I was recently tweaking a few Data Flows, and settled on a very small, but very useful script to help record execution timing inside the flow.
Unfortunately, performing a decomposition analysis can take quite a while. It is time consuming to replace the destination component with a row count, run the flow, record the results, and continue up the flow.
Adding a Performance Wiretap is Easy
Especially when the code is completely copy-and-paste! I couldn't measure any performance impact of including this script code, and didn't expect any. It doesn't use any columns in the data flow, and the operations it does do are very lightweight. You don't even have to change anything in the script itself - the events that are logged include the name you give the component in the data flow (which must be unique) so you can easily identify which of several wiretaps is reporting information.

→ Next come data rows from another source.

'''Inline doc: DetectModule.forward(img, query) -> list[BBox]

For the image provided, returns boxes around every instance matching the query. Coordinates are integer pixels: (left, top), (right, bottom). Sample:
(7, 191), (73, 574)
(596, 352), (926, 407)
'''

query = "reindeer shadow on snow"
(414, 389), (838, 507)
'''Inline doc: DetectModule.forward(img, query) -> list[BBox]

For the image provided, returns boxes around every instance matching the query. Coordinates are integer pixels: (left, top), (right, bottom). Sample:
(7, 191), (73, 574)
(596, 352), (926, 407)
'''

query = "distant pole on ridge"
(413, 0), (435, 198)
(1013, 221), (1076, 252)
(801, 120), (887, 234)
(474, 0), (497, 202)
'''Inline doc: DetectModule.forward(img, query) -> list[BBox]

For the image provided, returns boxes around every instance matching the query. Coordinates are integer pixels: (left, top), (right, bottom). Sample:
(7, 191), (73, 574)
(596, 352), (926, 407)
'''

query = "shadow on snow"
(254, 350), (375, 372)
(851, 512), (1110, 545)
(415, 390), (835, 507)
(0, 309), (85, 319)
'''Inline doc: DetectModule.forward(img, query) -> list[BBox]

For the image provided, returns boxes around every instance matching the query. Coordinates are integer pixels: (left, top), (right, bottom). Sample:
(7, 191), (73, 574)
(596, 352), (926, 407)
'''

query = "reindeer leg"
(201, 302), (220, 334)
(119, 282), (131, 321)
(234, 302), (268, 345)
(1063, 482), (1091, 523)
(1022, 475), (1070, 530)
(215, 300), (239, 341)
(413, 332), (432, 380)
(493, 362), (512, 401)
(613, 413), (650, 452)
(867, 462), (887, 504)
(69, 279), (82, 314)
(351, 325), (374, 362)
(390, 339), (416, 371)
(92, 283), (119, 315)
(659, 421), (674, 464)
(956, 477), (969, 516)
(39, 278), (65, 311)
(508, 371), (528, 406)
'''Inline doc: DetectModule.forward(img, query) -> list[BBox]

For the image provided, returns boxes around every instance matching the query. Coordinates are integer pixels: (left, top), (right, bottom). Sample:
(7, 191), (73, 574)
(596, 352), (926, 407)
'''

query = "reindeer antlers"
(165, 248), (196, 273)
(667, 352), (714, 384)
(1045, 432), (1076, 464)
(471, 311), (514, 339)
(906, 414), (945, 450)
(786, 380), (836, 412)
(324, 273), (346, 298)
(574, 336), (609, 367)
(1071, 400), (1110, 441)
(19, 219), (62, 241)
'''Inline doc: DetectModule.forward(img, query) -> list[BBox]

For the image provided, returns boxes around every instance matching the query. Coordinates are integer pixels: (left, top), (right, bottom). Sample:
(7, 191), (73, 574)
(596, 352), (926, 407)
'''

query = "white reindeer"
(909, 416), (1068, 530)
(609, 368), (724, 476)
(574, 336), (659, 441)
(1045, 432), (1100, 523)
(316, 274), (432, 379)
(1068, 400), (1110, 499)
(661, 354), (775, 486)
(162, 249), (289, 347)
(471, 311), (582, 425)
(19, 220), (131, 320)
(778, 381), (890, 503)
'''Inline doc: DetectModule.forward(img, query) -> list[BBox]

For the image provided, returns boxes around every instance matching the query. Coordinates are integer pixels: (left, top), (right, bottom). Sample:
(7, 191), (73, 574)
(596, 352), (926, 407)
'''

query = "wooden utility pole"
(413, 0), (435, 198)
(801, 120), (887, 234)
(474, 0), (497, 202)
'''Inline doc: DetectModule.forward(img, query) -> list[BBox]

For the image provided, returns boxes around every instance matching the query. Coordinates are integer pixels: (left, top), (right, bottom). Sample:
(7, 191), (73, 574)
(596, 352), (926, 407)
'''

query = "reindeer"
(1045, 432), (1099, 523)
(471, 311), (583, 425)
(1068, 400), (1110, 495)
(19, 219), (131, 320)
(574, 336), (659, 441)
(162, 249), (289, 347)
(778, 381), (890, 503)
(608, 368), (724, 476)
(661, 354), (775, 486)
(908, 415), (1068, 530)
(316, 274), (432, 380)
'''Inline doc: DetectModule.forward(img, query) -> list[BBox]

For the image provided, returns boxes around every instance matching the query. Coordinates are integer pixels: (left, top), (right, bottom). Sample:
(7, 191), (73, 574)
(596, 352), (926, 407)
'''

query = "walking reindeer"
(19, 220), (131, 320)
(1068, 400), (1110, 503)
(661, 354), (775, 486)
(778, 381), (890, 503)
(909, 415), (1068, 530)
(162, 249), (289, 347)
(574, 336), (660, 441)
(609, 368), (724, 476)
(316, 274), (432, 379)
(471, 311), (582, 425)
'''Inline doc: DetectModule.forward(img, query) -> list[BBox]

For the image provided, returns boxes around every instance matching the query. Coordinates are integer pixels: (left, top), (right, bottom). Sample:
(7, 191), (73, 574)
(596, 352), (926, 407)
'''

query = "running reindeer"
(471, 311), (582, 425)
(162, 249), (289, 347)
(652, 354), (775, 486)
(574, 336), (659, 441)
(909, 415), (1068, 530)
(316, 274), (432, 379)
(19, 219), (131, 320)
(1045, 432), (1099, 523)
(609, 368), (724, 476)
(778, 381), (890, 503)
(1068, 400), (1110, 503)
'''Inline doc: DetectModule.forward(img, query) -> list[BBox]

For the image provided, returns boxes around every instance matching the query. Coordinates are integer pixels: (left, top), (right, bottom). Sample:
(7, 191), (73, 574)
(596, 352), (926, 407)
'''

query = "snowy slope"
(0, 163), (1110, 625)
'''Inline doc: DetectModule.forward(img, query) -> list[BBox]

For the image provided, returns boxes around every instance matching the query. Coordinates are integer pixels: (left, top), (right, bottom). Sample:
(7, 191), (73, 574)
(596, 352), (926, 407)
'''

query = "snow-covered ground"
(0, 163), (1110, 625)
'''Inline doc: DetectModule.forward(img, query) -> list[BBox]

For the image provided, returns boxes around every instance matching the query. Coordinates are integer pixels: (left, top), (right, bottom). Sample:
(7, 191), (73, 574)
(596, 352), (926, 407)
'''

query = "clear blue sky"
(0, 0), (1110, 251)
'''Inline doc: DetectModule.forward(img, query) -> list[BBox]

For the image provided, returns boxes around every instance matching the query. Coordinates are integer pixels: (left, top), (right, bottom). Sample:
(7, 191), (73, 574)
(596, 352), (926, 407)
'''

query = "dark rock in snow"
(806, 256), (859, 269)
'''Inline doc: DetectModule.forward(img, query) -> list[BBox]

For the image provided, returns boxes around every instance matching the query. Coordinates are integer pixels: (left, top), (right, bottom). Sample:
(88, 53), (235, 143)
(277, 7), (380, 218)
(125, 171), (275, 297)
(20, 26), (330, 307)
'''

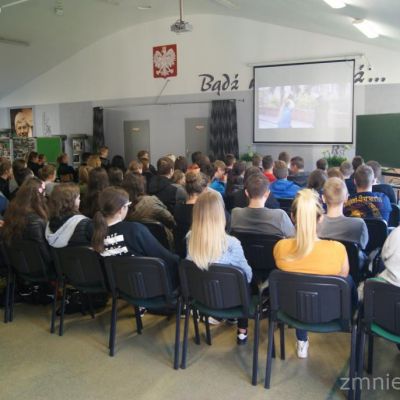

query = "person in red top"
(262, 156), (276, 183)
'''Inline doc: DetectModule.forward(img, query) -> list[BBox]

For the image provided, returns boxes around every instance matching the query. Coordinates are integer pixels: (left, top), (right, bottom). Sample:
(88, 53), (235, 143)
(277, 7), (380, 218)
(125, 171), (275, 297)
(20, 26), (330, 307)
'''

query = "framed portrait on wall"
(10, 108), (33, 138)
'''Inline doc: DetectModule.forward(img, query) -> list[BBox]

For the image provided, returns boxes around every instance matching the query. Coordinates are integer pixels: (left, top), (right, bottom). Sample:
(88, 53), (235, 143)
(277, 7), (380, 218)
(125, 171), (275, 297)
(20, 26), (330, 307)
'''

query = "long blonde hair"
(188, 191), (227, 270)
(286, 189), (323, 261)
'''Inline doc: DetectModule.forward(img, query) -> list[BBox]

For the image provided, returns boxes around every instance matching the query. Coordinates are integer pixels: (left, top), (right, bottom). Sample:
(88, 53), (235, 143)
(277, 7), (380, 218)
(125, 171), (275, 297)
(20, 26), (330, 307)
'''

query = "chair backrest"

public class ScriptMain : UserComponent
{
#region Statistic collectors
private DateTime _preExecuteTime;
private DateTime _firstRowTime;
private DateTime _lastRowTime;
private int _numRows;
#endregion
#region PreExecute
// This method is called before any rows are read from any sources
// We reset all statistics here
public override void PreExecute()
{
base.PreExecute();
this._firstRowTime = DateTime.MinValue;
this._lastRowTime = DateTime.MinValue;
this._numRows = 0;
}
#endregion
#region ProcessInput
// This is NOT a regular method override you normally see in a script component
// This override is called once for each input buffer (set of rows) that
// are passed into this script component. We count rows here, and record
// first and last "row seen times".
public override void ProcessInput(int InputID, Microsoft.SqlServer.Dts.Pipeline.PipelineBuffer Buffer)
{
base.ProcessInput(InputID, Buffer);
#region Record the time the first row was seen
if (this._firstRowTime == DateTime.MinValue)
{
this._firstRowTime = DateTime.Now;
}
#endregion
#region If this buffer has any rows (the last buffer typically does NOT), record the time
if (Buffer.RowCount > 0)
{
this._lastRowTime = DateTime.Now;
}
#endregion
#region Add the number of rows in this buffer to the row count statistic
this._numRows += Buffer.RowCount;
#endregion
}
#endregion
#region PostExecute
public override void PostExecute()
{
bool fireAgain = true;
base.PostExecute();
#region Output statistics to package logging, as Information events
ComponentMetaData.FireInformation(0, "",
ComponentMetaData.Name + " first row seen at " + this._firstRowTime.ToString("hh:mm:ss.fff"),
"", 0, ref fireAgain);
ComponentMetaData.FireInformation(0, "",
ComponentMetaData.Name + " last row seen at " + this._lastRowTime.ToString("hh:mm:ss.fff"),
"", 0, ref fireAgain);
TimeSpan duration = (this._lastRowTime - this._firstRowTime);
ComponentMetaData.FireInformation(0, "",
ComponentMetaData.Name + " watched " + this._numRows.ToString("###,###,##0") + " rows pass by in " + duration.TotalMilliseconds.ToString() + "ms",
"", 0, ref fireAgain);
#endregion
}
#endregion
}
So what does it do? It records the time the first row passes it, the number of rows that go by, and the time the last row passes it.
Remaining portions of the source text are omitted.